During the 1980s, Greater Los Angeles Scouting raised more than $3.6 million to build the Cabrillo Beach Youth Center, with major support from filmmaker Steven Spielberg. The council added an Olympic-sized pool, an amphitheater, dorms, an archery range, and a crafts center on 12 acres of land owned by the Port.
The Scouts did not rent the facility; they built it using donations and community support over many years. Now, the Port is taking it back under the lease agreement, which means the Scouts must give up the property to a new nonprofit, Pathway to Podium LLC, for Olympic sailing training.
All the popcorn sales and Friends of Scouting fundraisers that helped raise that $3.6 million reflect volunteer work that cannot be recovered.
The Greater Los Angeles Council has been operating without a long-term lease since its original 30-year agreement, signed in 1982, ended. For over ten years, Scout leaders have run programs for more than 17,000 youth each year under a month-to-month deal, always aware that the Port could end it with only 30 days’ notice.
Now, that risk has become real. The December 31, 2025 deadline comes during the holidays, giving unit leaders very little time to reschedule winter and spring events.
This eviction brings real challenges for volunteer leaders who manage Scout units throughout Greater Los Angeles:
Programs must move. Blue & Gold banquets, Pinewood Derbies, and waterfront training events planned for early 2026 now need new locations right away.
Loss of waterfront access. Cabrillo Beach was one of the few affordable and easy-to-reach places in Greater Los Angeles where Scouts could earn Swimming and Lifesaving merit badges in an Olympic-sized pool. Other options often cost more or are far away.
Capacity will be strained. With this facility closed, the 17,000 youth it served last year will need to use other council camps, making it harder to get reservations.
The Port and Pathway to Podium say that Olympic sailing training will help “the broader community” and offer “access for as many groups as possible.” Still, volunteer leaders point out that there is a big difference between a long-running youth program serving local neighborhoods since 1946 and a training center focused on elite athletes.
The Olympics are meant to inspire young people, but this choice forces out a youth group to make room for the Games. Longtime staff, such as lifeguard Benjie Spolarich, said they feel “overlooked” and “baffled” by what happened.
According to the Long Beach Post News, the Port of Los Angeles is ending the Scouting lease at Cabrillo Beach so the site can become a training facility for sailing teams ahead of the 2028 Olympics.
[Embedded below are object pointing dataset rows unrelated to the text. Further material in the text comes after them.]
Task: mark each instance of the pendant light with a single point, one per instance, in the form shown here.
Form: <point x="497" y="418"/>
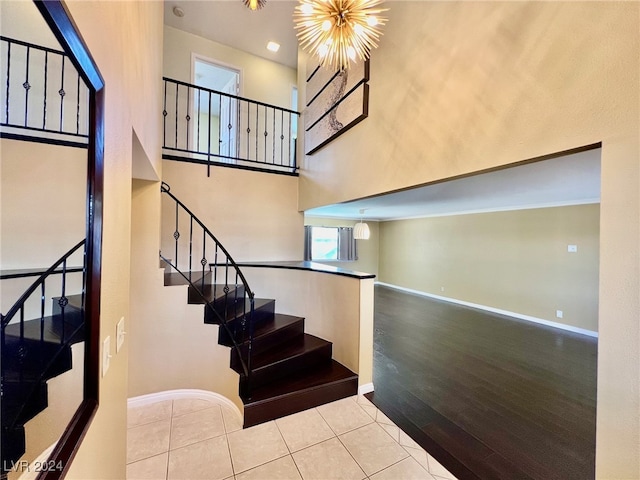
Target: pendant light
<point x="361" y="229"/>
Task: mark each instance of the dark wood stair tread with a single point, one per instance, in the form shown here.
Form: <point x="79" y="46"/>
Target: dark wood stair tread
<point x="288" y="351"/>
<point x="332" y="372"/>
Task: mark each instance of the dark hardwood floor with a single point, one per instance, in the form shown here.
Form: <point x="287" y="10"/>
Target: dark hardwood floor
<point x="488" y="396"/>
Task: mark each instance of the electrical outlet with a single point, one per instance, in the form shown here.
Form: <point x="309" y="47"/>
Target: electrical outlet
<point x="120" y="333"/>
<point x="106" y="355"/>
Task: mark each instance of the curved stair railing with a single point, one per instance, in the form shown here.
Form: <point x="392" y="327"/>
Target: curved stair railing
<point x="218" y="283"/>
<point x="30" y="358"/>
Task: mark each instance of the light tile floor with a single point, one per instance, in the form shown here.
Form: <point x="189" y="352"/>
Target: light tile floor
<point x="191" y="439"/>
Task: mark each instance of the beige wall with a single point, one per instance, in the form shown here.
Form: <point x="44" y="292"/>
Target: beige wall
<point x="179" y="45"/>
<point x="124" y="39"/>
<point x="367" y="249"/>
<point x="252" y="214"/>
<point x="457" y="87"/>
<point x="514" y="260"/>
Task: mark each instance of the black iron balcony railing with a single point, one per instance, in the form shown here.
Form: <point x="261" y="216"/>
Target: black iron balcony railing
<point x="42" y="93"/>
<point x="212" y="127"/>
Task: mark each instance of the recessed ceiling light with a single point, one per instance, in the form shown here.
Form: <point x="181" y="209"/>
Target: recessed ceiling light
<point x="273" y="46"/>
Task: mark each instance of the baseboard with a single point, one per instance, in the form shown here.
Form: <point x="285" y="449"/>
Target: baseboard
<point x="366" y="388"/>
<point x="499" y="311"/>
<point x="150" y="398"/>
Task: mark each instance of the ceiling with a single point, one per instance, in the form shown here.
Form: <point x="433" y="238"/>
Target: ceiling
<point x="568" y="180"/>
<point x="230" y="23"/>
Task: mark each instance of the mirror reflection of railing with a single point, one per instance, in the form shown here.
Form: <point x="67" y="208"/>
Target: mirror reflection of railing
<point x="207" y="126"/>
<point x="41" y="93"/>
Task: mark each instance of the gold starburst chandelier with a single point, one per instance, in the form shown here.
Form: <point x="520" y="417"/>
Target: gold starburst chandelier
<point x="339" y="31"/>
<point x="254" y="4"/>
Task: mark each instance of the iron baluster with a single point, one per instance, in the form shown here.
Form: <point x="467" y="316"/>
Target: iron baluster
<point x="209" y="139"/>
<point x="248" y="127"/>
<point x="198" y="120"/>
<point x="281" y="137"/>
<point x="61" y="93"/>
<point x="27" y="87"/>
<point x="176" y="235"/>
<point x="203" y="262"/>
<point x="164" y="116"/>
<point x="78" y="105"/>
<point x="265" y="135"/>
<point x="219" y="126"/>
<point x="215" y="264"/>
<point x="6" y="107"/>
<point x="190" y="244"/>
<point x="63" y="301"/>
<point x="42" y="310"/>
<point x="176" y="142"/>
<point x="44" y="101"/>
<point x="257" y="117"/>
<point x="188" y="117"/>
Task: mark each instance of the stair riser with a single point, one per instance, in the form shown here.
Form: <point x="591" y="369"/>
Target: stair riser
<point x="37" y="357"/>
<point x="297" y="402"/>
<point x="271" y="340"/>
<point x="33" y="396"/>
<point x="288" y="366"/>
<point x="261" y="314"/>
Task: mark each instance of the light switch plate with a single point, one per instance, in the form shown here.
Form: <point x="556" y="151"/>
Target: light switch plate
<point x="120" y="333"/>
<point x="106" y="355"/>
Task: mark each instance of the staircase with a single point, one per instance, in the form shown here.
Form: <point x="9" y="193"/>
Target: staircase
<point x="33" y="352"/>
<point x="282" y="369"/>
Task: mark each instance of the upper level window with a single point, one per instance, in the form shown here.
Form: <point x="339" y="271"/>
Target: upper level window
<point x="329" y="244"/>
<point x="324" y="243"/>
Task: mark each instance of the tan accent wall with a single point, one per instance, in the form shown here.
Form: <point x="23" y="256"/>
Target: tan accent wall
<point x="367" y="249"/>
<point x="253" y="214"/>
<point x="459" y="87"/>
<point x="514" y="260"/>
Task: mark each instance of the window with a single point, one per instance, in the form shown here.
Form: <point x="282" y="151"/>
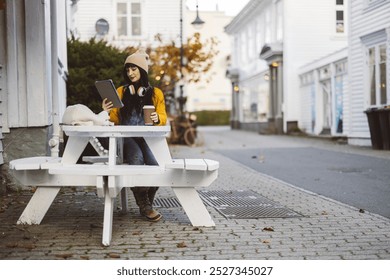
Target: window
<point x="340" y="23"/>
<point x="259" y="35"/>
<point x="267" y="35"/>
<point x="377" y="57"/>
<point x="279" y="21"/>
<point x="128" y="18"/>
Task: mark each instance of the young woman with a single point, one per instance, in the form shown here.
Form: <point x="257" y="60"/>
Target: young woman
<point x="135" y="94"/>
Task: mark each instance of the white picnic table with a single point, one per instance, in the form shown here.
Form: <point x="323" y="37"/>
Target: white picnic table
<point x="49" y="174"/>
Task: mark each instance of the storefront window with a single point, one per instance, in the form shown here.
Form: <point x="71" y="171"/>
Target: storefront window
<point x="377" y="56"/>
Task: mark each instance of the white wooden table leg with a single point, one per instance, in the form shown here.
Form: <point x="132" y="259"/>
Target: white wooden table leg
<point x="124" y="200"/>
<point x="193" y="206"/>
<point x="160" y="149"/>
<point x="38" y="205"/>
<point x="112" y="151"/>
<point x="74" y="148"/>
<point x="108" y="217"/>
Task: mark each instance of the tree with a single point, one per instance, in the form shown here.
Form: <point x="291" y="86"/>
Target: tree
<point x="97" y="60"/>
<point x="164" y="71"/>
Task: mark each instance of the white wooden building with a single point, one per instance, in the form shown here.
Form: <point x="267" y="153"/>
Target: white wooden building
<point x="126" y="23"/>
<point x="369" y="60"/>
<point x="323" y="94"/>
<point x="33" y="70"/>
<point x="271" y="40"/>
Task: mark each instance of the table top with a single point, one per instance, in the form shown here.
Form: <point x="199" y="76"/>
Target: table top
<point x="116" y="131"/>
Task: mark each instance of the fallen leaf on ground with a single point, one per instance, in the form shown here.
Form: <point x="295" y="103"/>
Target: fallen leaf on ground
<point x="64" y="256"/>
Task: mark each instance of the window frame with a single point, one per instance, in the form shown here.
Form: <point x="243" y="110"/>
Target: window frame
<point x="377" y="71"/>
<point x="340" y="8"/>
<point x="129" y="19"/>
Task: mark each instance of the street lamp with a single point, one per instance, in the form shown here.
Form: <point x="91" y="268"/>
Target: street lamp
<point x="197" y="23"/>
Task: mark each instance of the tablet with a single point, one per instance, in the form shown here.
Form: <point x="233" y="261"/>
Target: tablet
<point x="107" y="90"/>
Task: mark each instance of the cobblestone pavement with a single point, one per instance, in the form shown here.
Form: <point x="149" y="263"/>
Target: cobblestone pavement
<point x="72" y="228"/>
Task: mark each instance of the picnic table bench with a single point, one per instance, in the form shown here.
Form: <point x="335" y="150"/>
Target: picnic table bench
<point x="49" y="174"/>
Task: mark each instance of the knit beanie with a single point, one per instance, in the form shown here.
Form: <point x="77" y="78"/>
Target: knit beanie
<point x="139" y="58"/>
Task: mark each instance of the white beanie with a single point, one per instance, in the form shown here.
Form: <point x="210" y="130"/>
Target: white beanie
<point x="139" y="58"/>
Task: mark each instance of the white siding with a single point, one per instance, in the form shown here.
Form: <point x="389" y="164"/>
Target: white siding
<point x="364" y="21"/>
<point x="308" y="34"/>
<point x="158" y="16"/>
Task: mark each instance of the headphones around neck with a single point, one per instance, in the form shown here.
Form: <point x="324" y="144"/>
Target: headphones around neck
<point x="141" y="91"/>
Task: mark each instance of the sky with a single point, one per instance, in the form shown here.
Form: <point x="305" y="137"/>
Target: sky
<point x="230" y="7"/>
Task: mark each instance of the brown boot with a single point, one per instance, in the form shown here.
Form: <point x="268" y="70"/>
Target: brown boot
<point x="145" y="207"/>
<point x="152" y="193"/>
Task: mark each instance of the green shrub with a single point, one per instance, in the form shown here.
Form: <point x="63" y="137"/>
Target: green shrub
<point x="212" y="117"/>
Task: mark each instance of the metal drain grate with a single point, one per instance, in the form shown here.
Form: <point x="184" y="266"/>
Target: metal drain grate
<point x="169" y="202"/>
<point x="245" y="205"/>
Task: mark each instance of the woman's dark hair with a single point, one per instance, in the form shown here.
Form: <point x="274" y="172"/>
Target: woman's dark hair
<point x="135" y="101"/>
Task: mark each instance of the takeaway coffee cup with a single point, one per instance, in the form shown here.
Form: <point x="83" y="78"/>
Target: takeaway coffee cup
<point x="148" y="109"/>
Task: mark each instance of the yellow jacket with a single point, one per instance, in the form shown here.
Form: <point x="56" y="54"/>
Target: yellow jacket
<point x="158" y="102"/>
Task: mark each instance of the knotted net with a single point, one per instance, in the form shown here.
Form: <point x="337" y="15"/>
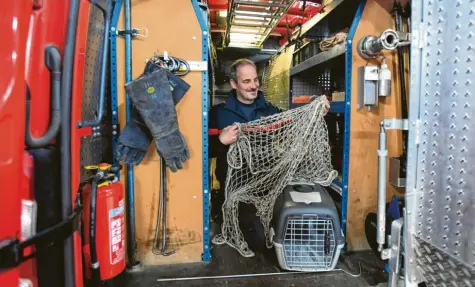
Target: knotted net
<point x="271" y="153"/>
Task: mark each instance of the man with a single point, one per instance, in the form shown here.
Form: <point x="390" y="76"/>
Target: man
<point x="244" y="103"/>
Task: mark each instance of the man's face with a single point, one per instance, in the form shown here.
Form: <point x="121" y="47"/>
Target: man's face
<point x="247" y="83"/>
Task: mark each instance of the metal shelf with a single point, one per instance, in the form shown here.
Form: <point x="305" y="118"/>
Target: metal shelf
<point x="318" y="59"/>
<point x="337" y="107"/>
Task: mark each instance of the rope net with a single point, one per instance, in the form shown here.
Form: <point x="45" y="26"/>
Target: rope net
<point x="271" y="153"/>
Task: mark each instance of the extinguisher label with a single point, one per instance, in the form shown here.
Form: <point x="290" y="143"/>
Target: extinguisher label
<point x="116" y="231"/>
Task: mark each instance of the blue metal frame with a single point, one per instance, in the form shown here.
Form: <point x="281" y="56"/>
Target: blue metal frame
<point x="346" y="136"/>
<point x="113" y="80"/>
<point x="130" y="186"/>
<point x="201" y="15"/>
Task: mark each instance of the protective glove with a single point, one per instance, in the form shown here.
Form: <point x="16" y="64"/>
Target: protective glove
<point x="153" y="99"/>
<point x="133" y="141"/>
<point x="135" y="138"/>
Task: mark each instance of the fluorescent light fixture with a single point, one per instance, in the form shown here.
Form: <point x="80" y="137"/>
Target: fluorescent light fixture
<point x="244" y="22"/>
<point x="249" y="17"/>
<point x="223" y="13"/>
<point x="257" y="13"/>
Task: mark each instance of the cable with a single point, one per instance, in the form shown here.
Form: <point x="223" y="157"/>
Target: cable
<point x="174" y="65"/>
<point x="332" y="41"/>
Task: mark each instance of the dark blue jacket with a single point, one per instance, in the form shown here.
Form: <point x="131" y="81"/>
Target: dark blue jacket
<point x="226" y="114"/>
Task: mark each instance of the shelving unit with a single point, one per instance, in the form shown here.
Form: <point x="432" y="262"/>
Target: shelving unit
<point x="315" y="72"/>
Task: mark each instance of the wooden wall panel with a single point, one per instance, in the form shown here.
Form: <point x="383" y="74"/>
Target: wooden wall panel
<point x="364" y="138"/>
<point x="172" y="26"/>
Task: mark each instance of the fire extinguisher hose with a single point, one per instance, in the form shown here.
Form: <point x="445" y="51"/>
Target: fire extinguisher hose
<point x="96" y="276"/>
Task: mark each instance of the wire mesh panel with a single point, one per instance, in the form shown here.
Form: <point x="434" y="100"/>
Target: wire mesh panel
<point x="97" y="147"/>
<point x="309" y="242"/>
<point x="276" y="79"/>
<point x="441" y="187"/>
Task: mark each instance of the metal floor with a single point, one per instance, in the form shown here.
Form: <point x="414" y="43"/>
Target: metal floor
<point x="226" y="263"/>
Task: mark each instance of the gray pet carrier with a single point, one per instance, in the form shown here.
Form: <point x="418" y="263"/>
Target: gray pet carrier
<point x="306" y="229"/>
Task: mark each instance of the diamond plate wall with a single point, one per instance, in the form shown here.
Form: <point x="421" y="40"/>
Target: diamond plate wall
<point x="441" y="184"/>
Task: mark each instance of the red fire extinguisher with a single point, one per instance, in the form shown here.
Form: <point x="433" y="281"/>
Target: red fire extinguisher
<point x="103" y="225"/>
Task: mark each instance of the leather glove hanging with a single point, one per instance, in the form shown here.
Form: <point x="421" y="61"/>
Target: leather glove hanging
<point x="153" y="99"/>
<point x="135" y="138"/>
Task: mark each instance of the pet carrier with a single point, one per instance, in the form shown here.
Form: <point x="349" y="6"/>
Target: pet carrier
<point x="306" y="229"/>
The future of the youth center after the Games remains uncertain.
Even after investing $3.6 million and spending more than a decade as month-to-month tenants, volunteer leaders are doubtful about their chances of coming back.
For almost 80 years, Scouts have cared for and improved Cabrillo Beach, helping generations of young people on the Los Angeles waterfront. Thanks to steady volunteer work and community support, the facility became a landmark for youth development.
With the December 31 deadline coming up, volunteer leaders are busy moving programs and wondering if their council will get access to the site again after 2028. What happens next could affect how youth groups work with public land across the country.